Tokenizer: Character-level (27 tokens) → subword encoding via BPE with ~100,000 tokens. Subword tokenization is far more efficient because common words become single tokens while rare words are broken into pieces.

Hardware: Python scalar operations on a single CPU → massively parallel tensor operations on thousands of GPUs/TPUs. Frameworks like PyTorch, optimized CUDA kernels like FlashAttention, and distributed training systems replace the handwritten Python loops.

Model Size: ~4,000 parameters → hundreds of billions of parameters. More layers, wider layers, more attention heads.

Architecture Enhancements: Production models add RoPE (Rotary Position Embeddings) instead of learned position embeddings, Grouped Query Attention (GQA) for memory efficiency, Gated Linear Units (GLU) in the MLP blocks, and sometimes Mixture-of-Experts (MoE) layers for conditional computation.

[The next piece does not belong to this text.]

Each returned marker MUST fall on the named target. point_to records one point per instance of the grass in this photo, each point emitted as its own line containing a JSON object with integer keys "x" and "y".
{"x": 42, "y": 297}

Post-Training: MicroGPT has none. Production models undergo Supervised Fine-Tuning (SFT) on curated instruction-response pairs and Reinforcement Learning from Human Feedback (RLHF) to align the model with human preferences and safety requirements.

Key Insight

The fundamental mechanism has not changed: predict the next token, sample it, repeat. Everything else — the massive datasets, the GPU clusters, the RLHF pipeline, the safety filters — is optimization and scaling on top of this core loop. MicroGPT makes this viscerally clear.

Learning Path

Karpathy structured the code as a progressive learning exercise via revisions in his GitHub gist:

  • train0.py — Frequency-based bigram model (no neural network)
  • train1.py — MLP-based bigram model
  • train2.py — Custom autograd engine
  • train3.py — Single-head attention
  • train4.py — Multi-head attention
  • train5.py — Adam optimizer (final version)

Each step adds exactly one new concept, making it possible to follow the entire evolution from a simple character frequency table to a full (tiny) transformer.

FAQ

Does the model actually understand language? No. It outputs statistically probable continuations based on patterns learned from training data. There is no semantic understanding, only sophisticated pattern matching.

What are hallucinations? When a model generates text that is plausible-sounding but factually incorrect. This happens because the model maximizes the probability of the next token, not the truthfulness of the statement.

How does a ChatGPT conversation work? Your entire chat history is formatted as a single document. Each time you send a message, the model receives the full conversation so far and generates the next tokens to continue it.